道路交通法の一部改正法案が先の通常国会で可決成立しました。今回の改正では、無免許運転者への車の提供や同乗に罰則が新設され、免許の取得や更新時に運転に支障がある病状等の申告義務も図られます。また、自転車の悪質運転を繰り返した者に安全講習の受講が義務付けられ、さらに自転車の路側帯走行は車道左側に限定されます。

■道路交通法の一部改正法の概要

1.一定の病気等に係る運転者対策

(1)免許の拒否事由等とされている一定の病気等に該当する者を的確に把握するための規定の整備

ア.免許を受けようとする者等に対する病気の症状に関する公安委員会の質問制度及び虚偽回答に対する罰則整備

都道府県公安委員会(以下「公安委員会」という)は、運転免許(以下「免許」という)を受けようとする者及び運転免許証(以下「免許証」という)の更新を受けようとする者に対し、病気の症状に関する必要な質問をすることができることとする。また、免許を受けた者に対し必要があると認めるときも同様とし、さらに、当該質問に虚偽の回答をする行為について、罰則を設ける。
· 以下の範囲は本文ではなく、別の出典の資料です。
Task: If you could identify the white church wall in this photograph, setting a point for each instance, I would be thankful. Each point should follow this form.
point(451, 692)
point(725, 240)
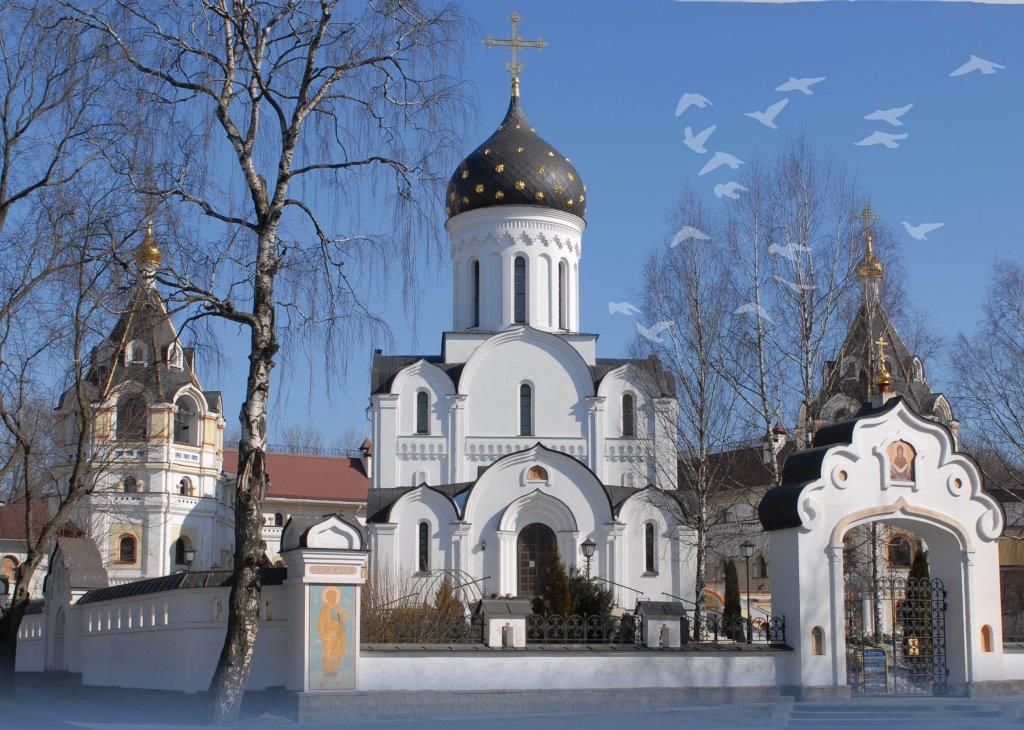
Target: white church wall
point(497, 671)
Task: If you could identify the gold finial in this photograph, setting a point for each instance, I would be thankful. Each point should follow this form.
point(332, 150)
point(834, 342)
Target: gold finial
point(147, 253)
point(515, 65)
point(884, 378)
point(869, 266)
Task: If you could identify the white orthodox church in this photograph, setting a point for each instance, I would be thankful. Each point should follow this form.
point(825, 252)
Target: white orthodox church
point(517, 442)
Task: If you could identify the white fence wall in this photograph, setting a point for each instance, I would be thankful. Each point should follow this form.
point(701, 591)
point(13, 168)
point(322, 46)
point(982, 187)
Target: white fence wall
point(169, 640)
point(499, 671)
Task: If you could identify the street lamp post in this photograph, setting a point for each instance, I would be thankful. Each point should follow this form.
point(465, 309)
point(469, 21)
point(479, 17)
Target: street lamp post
point(589, 546)
point(748, 550)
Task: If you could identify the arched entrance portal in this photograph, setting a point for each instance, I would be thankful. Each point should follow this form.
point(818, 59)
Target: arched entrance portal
point(536, 548)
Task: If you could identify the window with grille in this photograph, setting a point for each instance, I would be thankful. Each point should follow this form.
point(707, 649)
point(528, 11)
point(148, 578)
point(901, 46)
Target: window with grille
point(519, 274)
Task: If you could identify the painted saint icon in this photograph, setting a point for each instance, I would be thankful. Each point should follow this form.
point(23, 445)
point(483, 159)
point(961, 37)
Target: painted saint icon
point(331, 626)
point(901, 456)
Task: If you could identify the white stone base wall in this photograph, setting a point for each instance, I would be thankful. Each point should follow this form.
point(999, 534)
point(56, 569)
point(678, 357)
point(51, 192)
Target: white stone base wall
point(499, 671)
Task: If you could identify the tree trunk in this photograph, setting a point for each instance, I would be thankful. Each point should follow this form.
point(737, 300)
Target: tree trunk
point(228, 684)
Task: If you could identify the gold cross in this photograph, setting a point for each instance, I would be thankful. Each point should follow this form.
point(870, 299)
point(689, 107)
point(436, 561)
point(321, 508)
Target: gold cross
point(515, 66)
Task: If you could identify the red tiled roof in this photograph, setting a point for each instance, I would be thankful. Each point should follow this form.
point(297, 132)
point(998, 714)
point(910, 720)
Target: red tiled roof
point(302, 476)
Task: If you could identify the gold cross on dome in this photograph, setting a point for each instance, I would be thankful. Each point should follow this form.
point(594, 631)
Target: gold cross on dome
point(515, 66)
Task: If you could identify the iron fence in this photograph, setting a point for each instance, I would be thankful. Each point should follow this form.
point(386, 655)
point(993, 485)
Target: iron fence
point(419, 625)
point(581, 630)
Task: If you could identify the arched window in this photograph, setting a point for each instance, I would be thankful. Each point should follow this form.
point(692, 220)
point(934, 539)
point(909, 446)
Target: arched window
point(629, 416)
point(525, 410)
point(422, 412)
point(135, 353)
point(474, 272)
point(423, 551)
point(563, 305)
point(900, 552)
point(127, 549)
point(181, 547)
point(174, 355)
point(185, 421)
point(131, 417)
point(649, 549)
point(519, 282)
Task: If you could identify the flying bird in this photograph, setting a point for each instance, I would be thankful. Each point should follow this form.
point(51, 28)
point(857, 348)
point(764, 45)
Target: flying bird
point(890, 115)
point(623, 308)
point(790, 251)
point(687, 232)
point(653, 333)
point(696, 141)
point(719, 159)
point(729, 189)
point(798, 288)
point(975, 63)
point(886, 138)
point(691, 99)
point(921, 231)
point(755, 310)
point(767, 117)
point(803, 85)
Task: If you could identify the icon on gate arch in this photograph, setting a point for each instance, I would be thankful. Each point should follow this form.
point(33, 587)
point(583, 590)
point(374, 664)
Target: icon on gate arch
point(901, 457)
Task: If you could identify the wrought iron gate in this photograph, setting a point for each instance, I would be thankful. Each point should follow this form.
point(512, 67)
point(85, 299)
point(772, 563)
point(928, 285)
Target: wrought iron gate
point(896, 637)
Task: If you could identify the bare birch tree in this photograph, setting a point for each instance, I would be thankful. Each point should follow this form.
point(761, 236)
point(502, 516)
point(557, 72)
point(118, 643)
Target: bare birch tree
point(684, 302)
point(271, 115)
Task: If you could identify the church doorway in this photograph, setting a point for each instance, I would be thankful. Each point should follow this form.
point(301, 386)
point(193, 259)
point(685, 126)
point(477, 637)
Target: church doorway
point(535, 549)
point(896, 636)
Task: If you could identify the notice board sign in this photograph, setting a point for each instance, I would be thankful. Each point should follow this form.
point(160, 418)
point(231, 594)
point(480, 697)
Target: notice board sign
point(876, 672)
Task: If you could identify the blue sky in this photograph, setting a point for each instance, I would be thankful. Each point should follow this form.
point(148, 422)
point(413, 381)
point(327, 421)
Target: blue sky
point(604, 93)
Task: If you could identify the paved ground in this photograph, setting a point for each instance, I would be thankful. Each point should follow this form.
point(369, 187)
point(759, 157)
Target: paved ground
point(37, 711)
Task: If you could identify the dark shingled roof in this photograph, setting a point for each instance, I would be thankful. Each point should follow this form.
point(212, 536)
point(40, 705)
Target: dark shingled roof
point(385, 368)
point(514, 166)
point(179, 581)
point(778, 507)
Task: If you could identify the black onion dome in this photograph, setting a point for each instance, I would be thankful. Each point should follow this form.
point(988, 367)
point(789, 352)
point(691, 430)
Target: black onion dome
point(515, 167)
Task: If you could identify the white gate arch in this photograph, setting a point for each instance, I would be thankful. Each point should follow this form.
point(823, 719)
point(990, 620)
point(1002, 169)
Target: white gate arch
point(886, 464)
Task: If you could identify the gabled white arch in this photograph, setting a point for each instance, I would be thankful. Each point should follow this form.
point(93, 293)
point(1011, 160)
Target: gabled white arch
point(568, 355)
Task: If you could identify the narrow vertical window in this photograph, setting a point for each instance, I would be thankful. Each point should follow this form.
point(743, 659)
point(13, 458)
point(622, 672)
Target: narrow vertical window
point(629, 420)
point(525, 411)
point(424, 548)
point(648, 548)
point(563, 306)
point(422, 412)
point(474, 271)
point(519, 272)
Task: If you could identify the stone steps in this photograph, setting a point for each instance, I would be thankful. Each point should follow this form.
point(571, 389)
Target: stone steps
point(899, 713)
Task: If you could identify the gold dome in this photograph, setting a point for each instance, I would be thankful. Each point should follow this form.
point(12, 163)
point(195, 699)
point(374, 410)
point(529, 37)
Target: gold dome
point(147, 253)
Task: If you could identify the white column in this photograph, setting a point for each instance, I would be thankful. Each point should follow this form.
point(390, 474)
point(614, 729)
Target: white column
point(385, 430)
point(595, 435)
point(456, 468)
point(507, 569)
※一定の病気とは、自動車等の運転に支障を及ぼすおそれのある病気等として免許の拒否又は取消し等の事由とされている以下の病気をいいます(なお、以下に掲げる病気にかかっている者であっても、自動車等の運転に支障を及ぼすおそれのある一定の症状を呈するものでなければ、免許の拒否又は取消し等の対象とはなりません)。

病気例:統合失調症、てんかん、再発性の失神、無自覚性の低血糖症、そううつ病、重度の眠気の症状を呈する睡眠障害、認知症等

イ.一定の病気等に該当する者を診断した医師による任意の届出制度

一定の病気等に該当する者を診断した医師は、その者が免許を受けていることを知ったときは、公安委員会にその診断結果を届け出ることができることとし、この場合、刑法の秘密漏示罪の規定その他の守秘義務に関する法律の規定は、当該届出をすることを妨げるものと解釈してはならないこととする。

(2)一定の病気に該当する者であることを理由に免許を取り消された場合における当該免許の取消しを受けた者の免許再取得に関する負担を軽減するための規定の整備

ア.一定の病気を理由に免許を取り消された場合における免許再取得時の試験の一部免除

一定の病気に該当する者であることを理由に免許を取り消された日から起算して3年を経過していない者が免許を再取得しようとする場合は、技能試験及び学科試験を免除することとする。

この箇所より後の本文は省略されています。